Just one mean old master sergeant’s thoughts.

Thank you for being with me today.  I hope to be with you again tomorrow.

Transition

It feels like this may be the last hot day of the season. Coolness starts to come back tomorrow along with the possibility of rainstorms in and out for the rest of the week. More and more our weather puts us into not one season or another, instead, into a state of transition.

No matter how much we strive to find a permanent place, whether it is work, home life, or even the climate, more and more we find ourselves in a state of transition. We often fight transition wanting to stay where we are, doing what we know, and living the life we have. Believe it or not, we actually want to stay where we are, whether we like it or not.

The trick is to embrace transition when it comes. We want to get out in front of the change. Why? Because failing to do so puts us at the whims of the winds of fate. We can either enter transition not knowing where we will end up and having to live with the consequences or when change is upon us we can plan and research and act in a method which will help us to end up where we want to be. The choice is ours.

When I was 42, and just out of the Air Force, I actually built a layoff business plan. My dad was Army, I was Air Force, and I really didn’t understand how the civilian world worked regarding employment. I did know, to find a job I wanted, I had to go out and find one.

Although the factory I worked at did not close for 14 more years, the fact I had written that plan, served me well when needed. The fact that my family and I made it through those times and grew better because of them, I believe, proves that with a little fore-thought, guidance from above, and faith, transitions are not to be feared.

Transitions merely keep us excited about what is to come next. Change can be large or small, or better or worse. More than anything else change is what you make it.

Protocols

It’s another day, and my list of things to do is growing, and growing, and growing. I was explaining to a good friend yesterday a portion of what I was trying to do. The conversation helped me to realize how much I’m trying to accomplish and made me ask the question, “Am I actually accomplishing something, or am I just continuing to add to the heap?”

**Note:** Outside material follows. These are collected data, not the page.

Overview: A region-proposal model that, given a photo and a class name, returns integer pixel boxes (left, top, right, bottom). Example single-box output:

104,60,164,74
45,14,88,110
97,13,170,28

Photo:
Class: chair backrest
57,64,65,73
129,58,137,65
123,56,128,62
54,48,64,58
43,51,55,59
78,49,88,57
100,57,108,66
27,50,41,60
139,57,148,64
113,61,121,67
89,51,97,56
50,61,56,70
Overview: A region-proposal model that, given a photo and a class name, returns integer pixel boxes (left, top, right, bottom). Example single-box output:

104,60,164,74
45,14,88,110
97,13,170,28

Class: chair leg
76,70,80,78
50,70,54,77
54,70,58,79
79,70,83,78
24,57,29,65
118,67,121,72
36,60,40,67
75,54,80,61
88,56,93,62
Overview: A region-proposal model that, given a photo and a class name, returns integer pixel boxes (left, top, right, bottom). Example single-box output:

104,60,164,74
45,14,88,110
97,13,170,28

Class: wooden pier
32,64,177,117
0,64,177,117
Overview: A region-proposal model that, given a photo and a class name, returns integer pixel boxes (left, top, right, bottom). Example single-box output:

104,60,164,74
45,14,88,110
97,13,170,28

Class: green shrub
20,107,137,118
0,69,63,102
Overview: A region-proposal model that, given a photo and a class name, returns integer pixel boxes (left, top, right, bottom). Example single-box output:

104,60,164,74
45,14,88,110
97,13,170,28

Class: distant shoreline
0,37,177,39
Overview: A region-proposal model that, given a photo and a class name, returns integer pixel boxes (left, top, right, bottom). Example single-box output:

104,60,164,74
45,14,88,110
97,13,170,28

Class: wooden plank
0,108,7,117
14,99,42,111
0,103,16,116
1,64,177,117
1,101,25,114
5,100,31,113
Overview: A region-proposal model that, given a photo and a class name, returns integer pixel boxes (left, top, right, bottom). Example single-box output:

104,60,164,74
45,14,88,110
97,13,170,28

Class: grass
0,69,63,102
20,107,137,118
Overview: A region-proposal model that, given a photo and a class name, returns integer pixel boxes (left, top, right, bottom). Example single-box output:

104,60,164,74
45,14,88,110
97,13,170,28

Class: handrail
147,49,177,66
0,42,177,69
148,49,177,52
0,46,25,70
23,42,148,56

Often, I feel like I am trying to level a mountain, and it just keeps growing under me. How does this come to be? Not being able to say no very well. Wanting to do many things. And the biggest of all not having a robust set of procedures to help manage my personal and professional life.

Most successful people have some plan to help ensure good self-care. Good self-care helps to ensure you are ready to do good for yourself and others.  They start with a set of protocols for self-care. They have a process and a time for preparing and going to sleep. They have a set of actions and a time for getting up in the morning and know what they’re going to do to prepare for the day. These protocols may be identified as morning rituals, standard operating procedures, processes, or something else. It doesn’t matter what they’re called the only real question is whether or not they work. Protocols only work if they are used.

If you don’t have protocols for self-care, it is never too late. You set your mind to the fact that you will try something and stick with it.

You can set a time to go to bed, and prepare for that time by curtailing the use of interactive electronics about an hour before then. You could choose to write or read instead of playing computer games. Sleeping in a cool room without much light gives you better rest.

Plan when you will wake up in the morning and what you’re going to do. What do you need to do to feel good at the start of the day? Take a shower? Shave something? Exercise? Grab caffeine or something to eat? Go over your plans for the day?

You can do many things to improve life and make it work in your favor. Only you know what is best for you. You are the one that will know for sure. I can tell you that a little planning and commitment can go a long way in helping.